Um pacto para a habitação

O 1.º congresso internacional sobre habitação pública foi uma oportunidade para aprender sobre o tema, ouvindo as melhores experiências internacionais e dando voz aos verdadeiros especialistas

O presidente da Câmara de Oeiras, Isaltino Morais, lançou recentemente um desafio ao primeiro-ministro e ao líder da oposição: se a habitação é tão importante, como por todos vem sendo afirmado, e tão impactante na vida dos portugueses, devia ser objeto de um pacto de regime entre os dois maiores partidos portugueses (os que verdadeiramente podem governar).

O objetivo é alcançar, tão rápido quanto possível, a disponibilidade de habitação pública para 10%. Recordar que Portugal tem cerca de 2% de habitação pública, contra o 14% da França, 24% da Áustria ou os 34% dos Países Baixos. Este contexto tem corolário no estudo recente da OCDE, que afirma que Portugal é o estado-membro daquela organização no qual o acesso à habitação é mais difícil. Duro, mas revelador.

Na semana passada, no Taguspark, o Município de Oeiras organizou o primeiro congresso internacional sobre habitação pública. Foi uma oportunidade para apender sobre o tema, ouvindo as melhores experiências internacionais e dando voz aos verdadeiros especialistas no tema da habitação. É impressionante como em Portugal não se ouve os seus melhores.

Apesar do desafio lançado pelo autarca de Oeiras ser sobre a questão que mais preocupa os portugueses, ainda esta semana um jornal fazia manchete que aumentaram em 67% os pedidos de ajuda para pagar renda, e que as famílias já cortam na alimentação para poder suportar a casa, dificilmente este acordo se vê como possível. O contexto de extrema polarização política em que atualmente se vive, com PSD e PS a tenderem a encostar mais aos extremistas do que ao centro nos acordos para governar, faz com que toda a questão seja campo de batalha.

Portugal precisa, há anos, destes acordos de regime nas questões centrais do desenvolvimento do país. Curiosamente, a necessidade dos mesmos apenas tem paralelo no tempo que passa sem que haja acordo algum. No lugar dos acordos temos uma verdadeira ‘esquizofrenia legislativa’: vem PS vai para um lado, vem PSD vai para o outro. Cidadãos e empresas não sabem com o que contar. O país vai-se adiando e o Povo deixando de acreditar. Mesmo na habitação, no qual o governo Costa adiantou caminho, o governo seguinte complementou e logo o PS criticou uma reforma que pouco mais queria fazer do que densificar o que vinha sendo feito.

Em tempo de campanha eleitoral, quem fosse capaz de propor estes acordos, de modo a acabar com o eterno adiamento nacional, sairia reforçado, e seria esse ator o novo refúgio para a estabilidade.

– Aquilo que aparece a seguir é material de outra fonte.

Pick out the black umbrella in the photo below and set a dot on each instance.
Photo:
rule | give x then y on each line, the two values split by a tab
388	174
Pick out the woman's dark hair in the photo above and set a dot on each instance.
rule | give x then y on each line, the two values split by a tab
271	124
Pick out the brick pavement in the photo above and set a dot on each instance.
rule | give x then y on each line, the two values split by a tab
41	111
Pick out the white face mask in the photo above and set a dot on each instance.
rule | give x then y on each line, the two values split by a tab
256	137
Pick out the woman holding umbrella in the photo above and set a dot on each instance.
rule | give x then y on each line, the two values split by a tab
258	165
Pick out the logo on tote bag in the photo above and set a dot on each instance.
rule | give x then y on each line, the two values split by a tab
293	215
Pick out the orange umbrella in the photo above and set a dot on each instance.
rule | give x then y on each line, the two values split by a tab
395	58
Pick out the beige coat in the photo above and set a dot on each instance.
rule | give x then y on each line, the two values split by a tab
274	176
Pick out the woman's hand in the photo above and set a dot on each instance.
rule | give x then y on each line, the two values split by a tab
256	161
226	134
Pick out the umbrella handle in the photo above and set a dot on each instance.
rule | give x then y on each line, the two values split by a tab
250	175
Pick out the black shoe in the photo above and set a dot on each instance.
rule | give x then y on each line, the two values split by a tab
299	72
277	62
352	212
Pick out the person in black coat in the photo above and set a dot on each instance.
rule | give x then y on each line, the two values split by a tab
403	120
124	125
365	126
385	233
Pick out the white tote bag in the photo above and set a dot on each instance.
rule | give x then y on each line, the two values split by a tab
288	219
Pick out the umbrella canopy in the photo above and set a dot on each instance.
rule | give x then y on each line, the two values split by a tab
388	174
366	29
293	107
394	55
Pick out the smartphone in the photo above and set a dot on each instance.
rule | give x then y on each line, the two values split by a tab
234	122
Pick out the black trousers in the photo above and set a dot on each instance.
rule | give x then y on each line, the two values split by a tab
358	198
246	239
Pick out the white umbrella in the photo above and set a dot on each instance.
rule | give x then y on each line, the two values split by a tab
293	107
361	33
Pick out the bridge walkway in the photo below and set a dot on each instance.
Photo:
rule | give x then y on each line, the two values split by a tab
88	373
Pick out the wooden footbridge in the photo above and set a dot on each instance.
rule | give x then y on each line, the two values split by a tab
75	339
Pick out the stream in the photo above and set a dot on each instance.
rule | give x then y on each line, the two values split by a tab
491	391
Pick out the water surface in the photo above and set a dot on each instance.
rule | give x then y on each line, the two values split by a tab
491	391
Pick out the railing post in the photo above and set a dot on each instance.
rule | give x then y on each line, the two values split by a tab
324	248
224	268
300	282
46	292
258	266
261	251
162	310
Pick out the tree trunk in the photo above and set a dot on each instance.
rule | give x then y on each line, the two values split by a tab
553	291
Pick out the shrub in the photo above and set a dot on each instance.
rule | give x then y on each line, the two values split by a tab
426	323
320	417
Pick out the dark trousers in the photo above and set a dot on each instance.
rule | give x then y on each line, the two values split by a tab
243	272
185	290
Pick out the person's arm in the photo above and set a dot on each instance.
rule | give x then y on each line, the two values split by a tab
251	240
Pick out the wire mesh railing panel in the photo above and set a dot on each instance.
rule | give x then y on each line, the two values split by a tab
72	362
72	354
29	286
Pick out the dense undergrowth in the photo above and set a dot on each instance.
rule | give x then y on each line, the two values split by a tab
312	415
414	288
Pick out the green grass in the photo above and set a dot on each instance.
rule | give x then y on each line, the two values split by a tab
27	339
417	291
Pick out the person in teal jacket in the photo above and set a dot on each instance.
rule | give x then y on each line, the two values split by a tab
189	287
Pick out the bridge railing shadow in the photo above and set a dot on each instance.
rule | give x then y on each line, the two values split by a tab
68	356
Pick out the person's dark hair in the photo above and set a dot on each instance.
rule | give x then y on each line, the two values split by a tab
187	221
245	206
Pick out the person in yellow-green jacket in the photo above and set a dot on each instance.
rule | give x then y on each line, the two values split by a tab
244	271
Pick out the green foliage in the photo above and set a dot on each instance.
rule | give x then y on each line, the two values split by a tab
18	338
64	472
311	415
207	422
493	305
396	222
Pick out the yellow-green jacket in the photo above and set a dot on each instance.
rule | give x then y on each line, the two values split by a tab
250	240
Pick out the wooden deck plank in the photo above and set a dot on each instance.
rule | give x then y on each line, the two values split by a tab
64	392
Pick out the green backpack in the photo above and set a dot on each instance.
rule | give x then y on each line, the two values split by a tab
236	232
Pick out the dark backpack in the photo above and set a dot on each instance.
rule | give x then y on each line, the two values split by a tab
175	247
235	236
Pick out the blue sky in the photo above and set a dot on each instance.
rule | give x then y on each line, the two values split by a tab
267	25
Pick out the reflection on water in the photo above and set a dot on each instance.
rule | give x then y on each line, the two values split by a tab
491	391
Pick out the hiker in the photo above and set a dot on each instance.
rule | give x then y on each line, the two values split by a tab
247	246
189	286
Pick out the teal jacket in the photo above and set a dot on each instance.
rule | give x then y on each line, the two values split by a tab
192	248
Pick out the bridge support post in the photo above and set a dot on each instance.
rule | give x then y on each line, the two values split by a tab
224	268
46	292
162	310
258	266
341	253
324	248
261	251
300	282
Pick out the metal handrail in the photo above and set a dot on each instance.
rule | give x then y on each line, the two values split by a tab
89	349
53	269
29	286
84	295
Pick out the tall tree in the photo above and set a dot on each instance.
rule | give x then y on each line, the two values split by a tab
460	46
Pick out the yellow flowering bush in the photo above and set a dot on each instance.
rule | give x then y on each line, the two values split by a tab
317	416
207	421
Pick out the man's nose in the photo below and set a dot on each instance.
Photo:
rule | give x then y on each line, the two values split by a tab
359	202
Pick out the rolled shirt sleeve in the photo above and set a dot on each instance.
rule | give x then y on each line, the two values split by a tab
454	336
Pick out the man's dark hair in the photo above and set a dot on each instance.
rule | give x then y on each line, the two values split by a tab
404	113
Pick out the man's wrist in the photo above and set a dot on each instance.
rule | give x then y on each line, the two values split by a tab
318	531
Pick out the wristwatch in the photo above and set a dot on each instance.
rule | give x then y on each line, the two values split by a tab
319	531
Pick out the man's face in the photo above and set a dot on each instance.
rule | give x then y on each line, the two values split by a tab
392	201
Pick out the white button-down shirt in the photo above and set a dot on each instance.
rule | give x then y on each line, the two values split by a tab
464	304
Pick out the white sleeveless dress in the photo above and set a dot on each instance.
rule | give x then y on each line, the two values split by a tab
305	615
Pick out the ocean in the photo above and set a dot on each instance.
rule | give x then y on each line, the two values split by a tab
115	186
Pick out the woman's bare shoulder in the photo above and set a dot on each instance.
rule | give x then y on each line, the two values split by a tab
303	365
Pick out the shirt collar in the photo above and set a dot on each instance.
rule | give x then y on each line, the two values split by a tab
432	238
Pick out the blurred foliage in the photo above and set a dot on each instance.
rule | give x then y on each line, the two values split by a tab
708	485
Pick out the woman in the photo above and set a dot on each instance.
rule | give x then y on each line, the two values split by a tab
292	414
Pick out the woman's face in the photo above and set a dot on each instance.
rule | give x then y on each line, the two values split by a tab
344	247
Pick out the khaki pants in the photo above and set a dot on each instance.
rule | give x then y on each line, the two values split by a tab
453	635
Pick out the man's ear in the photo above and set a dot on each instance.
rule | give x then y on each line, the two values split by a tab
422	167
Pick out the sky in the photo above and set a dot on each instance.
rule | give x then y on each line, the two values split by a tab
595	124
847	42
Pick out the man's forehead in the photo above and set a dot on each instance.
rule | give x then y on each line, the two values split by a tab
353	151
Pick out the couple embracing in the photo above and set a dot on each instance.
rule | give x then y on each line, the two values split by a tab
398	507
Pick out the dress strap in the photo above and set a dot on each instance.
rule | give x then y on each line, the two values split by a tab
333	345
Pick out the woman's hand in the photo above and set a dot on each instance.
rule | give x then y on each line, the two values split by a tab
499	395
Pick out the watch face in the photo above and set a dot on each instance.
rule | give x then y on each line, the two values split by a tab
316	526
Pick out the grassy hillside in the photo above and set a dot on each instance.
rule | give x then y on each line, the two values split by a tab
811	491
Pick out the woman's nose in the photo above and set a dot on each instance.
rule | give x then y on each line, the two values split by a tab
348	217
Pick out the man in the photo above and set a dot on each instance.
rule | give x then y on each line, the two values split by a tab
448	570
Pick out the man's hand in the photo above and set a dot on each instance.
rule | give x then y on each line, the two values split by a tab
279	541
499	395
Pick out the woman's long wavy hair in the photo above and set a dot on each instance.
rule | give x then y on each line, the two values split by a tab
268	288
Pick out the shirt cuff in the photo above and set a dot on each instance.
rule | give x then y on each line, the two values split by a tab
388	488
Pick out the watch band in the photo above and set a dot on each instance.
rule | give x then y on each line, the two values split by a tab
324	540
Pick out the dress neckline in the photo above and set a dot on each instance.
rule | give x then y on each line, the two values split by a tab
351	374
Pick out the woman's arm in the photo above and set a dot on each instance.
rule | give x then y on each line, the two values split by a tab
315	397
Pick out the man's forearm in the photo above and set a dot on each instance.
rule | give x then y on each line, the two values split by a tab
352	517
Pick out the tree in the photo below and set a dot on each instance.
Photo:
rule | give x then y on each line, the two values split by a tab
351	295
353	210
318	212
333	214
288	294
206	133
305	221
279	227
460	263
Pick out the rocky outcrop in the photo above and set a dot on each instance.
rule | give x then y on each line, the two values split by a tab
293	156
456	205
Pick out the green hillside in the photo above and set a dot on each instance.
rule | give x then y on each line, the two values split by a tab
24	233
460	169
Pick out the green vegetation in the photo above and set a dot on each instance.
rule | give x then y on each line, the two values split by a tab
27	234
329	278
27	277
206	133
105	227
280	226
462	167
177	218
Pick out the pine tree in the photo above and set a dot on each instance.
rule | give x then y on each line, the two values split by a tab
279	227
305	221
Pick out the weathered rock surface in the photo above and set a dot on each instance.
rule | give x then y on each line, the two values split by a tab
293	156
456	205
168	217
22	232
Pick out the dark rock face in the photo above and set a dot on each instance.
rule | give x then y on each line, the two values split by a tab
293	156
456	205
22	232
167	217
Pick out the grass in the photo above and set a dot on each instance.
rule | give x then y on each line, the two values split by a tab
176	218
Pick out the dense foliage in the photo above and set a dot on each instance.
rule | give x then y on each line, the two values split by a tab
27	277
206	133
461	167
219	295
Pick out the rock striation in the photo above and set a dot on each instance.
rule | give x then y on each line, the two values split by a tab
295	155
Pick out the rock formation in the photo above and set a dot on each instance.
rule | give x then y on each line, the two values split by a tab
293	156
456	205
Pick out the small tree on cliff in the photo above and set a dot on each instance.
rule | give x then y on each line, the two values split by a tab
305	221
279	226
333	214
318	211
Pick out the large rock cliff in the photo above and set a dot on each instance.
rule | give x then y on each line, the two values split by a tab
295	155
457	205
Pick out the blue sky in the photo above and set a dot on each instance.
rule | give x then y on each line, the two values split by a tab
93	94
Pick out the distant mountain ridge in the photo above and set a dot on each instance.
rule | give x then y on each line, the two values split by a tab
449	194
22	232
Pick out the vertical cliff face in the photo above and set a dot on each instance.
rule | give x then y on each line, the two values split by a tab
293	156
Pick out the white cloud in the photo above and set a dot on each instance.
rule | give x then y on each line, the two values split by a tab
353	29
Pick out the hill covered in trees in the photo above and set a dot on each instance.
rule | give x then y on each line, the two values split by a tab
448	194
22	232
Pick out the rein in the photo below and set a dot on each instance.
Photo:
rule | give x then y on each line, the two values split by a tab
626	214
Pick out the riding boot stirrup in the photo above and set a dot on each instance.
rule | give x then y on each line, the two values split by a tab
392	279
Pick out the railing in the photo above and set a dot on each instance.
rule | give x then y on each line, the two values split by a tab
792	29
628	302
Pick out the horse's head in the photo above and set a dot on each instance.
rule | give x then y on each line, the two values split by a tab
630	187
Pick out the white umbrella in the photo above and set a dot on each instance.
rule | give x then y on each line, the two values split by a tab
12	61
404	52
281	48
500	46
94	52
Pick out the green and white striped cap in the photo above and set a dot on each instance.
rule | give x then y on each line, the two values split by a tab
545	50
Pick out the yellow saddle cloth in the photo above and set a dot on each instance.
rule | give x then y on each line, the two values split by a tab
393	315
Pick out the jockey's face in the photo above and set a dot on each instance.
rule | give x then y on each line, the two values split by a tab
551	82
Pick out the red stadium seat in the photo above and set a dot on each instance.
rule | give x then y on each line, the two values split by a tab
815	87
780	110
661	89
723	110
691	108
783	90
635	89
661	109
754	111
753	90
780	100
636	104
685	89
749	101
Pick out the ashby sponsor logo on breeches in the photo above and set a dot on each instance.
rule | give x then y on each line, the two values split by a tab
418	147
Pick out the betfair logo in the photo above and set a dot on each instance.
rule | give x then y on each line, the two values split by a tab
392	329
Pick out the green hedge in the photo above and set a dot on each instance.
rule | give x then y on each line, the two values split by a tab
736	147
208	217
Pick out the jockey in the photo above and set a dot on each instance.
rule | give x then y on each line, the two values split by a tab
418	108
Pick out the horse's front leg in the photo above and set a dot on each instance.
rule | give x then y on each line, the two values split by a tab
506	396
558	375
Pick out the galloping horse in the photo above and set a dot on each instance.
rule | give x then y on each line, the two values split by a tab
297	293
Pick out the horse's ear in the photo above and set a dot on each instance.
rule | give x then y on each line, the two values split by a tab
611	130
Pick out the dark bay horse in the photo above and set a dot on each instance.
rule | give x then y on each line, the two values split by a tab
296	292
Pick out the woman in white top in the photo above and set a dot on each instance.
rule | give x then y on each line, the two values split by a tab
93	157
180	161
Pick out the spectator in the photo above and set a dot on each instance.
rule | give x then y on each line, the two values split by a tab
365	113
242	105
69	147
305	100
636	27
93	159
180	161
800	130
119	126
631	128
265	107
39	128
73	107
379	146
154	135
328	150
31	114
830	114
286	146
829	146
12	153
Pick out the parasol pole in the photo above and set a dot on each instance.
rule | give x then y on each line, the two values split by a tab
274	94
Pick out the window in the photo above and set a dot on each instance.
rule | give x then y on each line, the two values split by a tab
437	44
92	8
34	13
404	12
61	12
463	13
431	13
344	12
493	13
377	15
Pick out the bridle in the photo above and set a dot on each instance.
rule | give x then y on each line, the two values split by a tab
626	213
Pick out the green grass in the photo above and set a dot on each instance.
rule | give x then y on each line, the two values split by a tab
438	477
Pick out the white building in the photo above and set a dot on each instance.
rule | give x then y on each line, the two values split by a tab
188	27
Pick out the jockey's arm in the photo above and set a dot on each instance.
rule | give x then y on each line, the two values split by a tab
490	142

No lugar disso, temos uma campanha que apenas tem sido verdadeiramente esclarecedora sobre o desajustamento das forças políticas mais extremistas. Desajustamento na interpretação do mundo (nem parece que vivem neste), nas propostas e na forma confrontacional como fazem política.

Interrogo-me se algum dia falarão para lá da claque. Se verdadeiramente falam para os que vivem as dificuldades quotidiano. Aliás, se pensam para lá da claque. Se pensassem, perceberiam o alcance do que Isaltino Morais propôs.